C’est la « Rentrée en Images » proposée par les Rencontres depuis 13 ans : 10 000 élèves, de la maternelle jusqu’à la terminale, issus de neuf académies, bénéficient de parcours personnalisés, mêlant visites d’expositions, projections et ateliers. C’est aussi le jeu « Pause photo prose », dédié à la lecture de l'image, pour aiguiser l’œil et l’esprit critique, construit, en concertation avec les professionnels de la photographie, de la formation et de l’animation.
Les Rencontres nous permettent à la fois de faire connaissance avec la jeune création, notamment grâce aux prix, mais aussi de retrouver des maîtres.
Permettez-moi à ce moment de mon intervention de rappeler la mémoire de l’artiste franco-marocaine Leila Alaoui, morte à l’âge de 33 ans dans l’attaque du café Capuccino à Ouagadougou, cible d’un commando djihadiste, en janvier de cette année.
Son travail avait a été exposé aux Rencontres en 2011 ; en début d’année, elle était à l’honneur à la Maison européenne de la photographie, au moment de la Première biennale de la photographie arabe, à Paris.
Ses images, son regard, nous manquent.
Je pense aux risques que courent les photographes qui illuminent le monde, à Camille Lepage, ceux qui nous montrent les carnages comme hier à Bagdad, alors que parfois nous n’en faisons rien.
Nous manquent aussi les regards et plumes acérés de Charlie Hebdo assassinés en janvier 2015 et nous découvrirons ici le bel hommage qui leur est rendu, en donnant à voir des photomontages originaux qui firent les grandes heures des couvertures de Hara Kiri.
Le ministère de la Culture et de la Communication a parfois peiné à répondre aux attentes multiples du secteur de la photographie, traité quelque peu de façon morcelée par son administration.
Depuis la mise en place, en 2010, de la Mission pour la photographie, la complexité des enjeux a été mieux cernée.

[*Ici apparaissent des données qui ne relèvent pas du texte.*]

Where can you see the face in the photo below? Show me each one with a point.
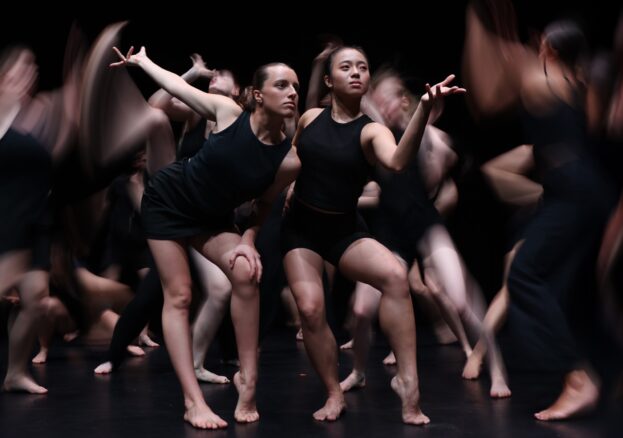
(349, 73)
(279, 94)
(223, 83)
(389, 97)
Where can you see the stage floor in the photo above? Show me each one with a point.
(144, 399)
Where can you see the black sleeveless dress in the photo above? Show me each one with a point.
(198, 195)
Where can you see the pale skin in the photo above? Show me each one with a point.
(365, 260)
(447, 288)
(28, 113)
(235, 255)
(215, 284)
(503, 72)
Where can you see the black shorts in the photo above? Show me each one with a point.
(328, 235)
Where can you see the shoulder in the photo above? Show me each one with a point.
(309, 116)
(374, 130)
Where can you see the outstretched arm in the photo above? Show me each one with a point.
(381, 141)
(210, 106)
(174, 108)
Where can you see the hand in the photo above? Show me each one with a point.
(200, 67)
(289, 194)
(440, 90)
(330, 45)
(253, 257)
(131, 58)
(18, 80)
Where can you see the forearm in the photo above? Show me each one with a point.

Des avancées ont été faites, notamment avec la création du portail ARAGO qui a permis la mise en ligne de collections photographiques conservées en France et désormais en accès direct.
Le Centre national des arts plastiques gère un fonds d’avance remboursable dédié à la photographie documentaire et réalise des achats d’œuvres qui intègrent la collection nationale (environ 12.000 œuvres).

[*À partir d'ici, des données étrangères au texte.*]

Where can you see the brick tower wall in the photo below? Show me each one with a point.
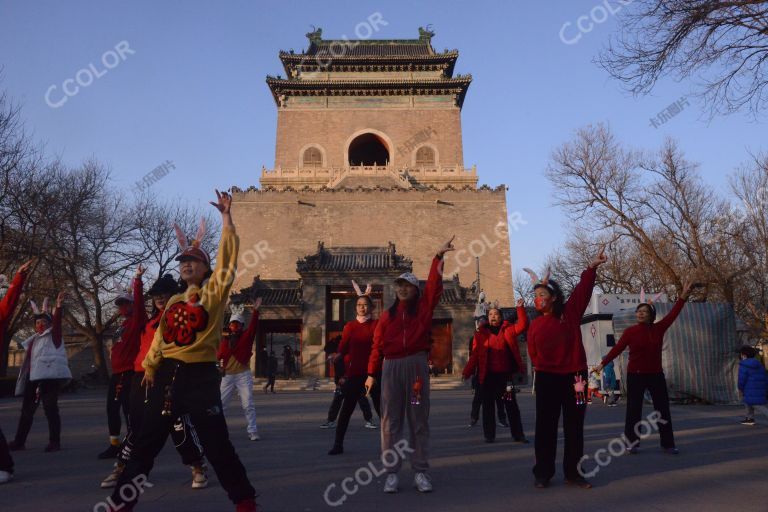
(333, 130)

Il contribue aussi à la diffusion de la photographie par l’organisation d’expositions comme celle que nous pouvons voir à l’Ecole nationale supérieure de la photographie durant les Rencontres.
Mais nous devons aller plus loin et redéfinir certains des axes de travail de la Mission pour la photographie.
J’ai demandé à Sophie Léron, que certains d’entre vous connaissent bien ici à Arles, de prendre en main, à l’automne, cette nouvelle Mission pour la photographie.
Nous allons lancer la constitution d’un « Parlement des photographes », pour réunir la diversité des approches photographiques, faciliter la circulation de l’information et donner un espace de dialogue au monde de la photographie qui en a besoin.
Cette instance de débats avait été annoncée et attendue, j’ai le plaisir de vous confirmer qu’une première réunion du Parlement des photographes se tiendra cet automne, à Paris.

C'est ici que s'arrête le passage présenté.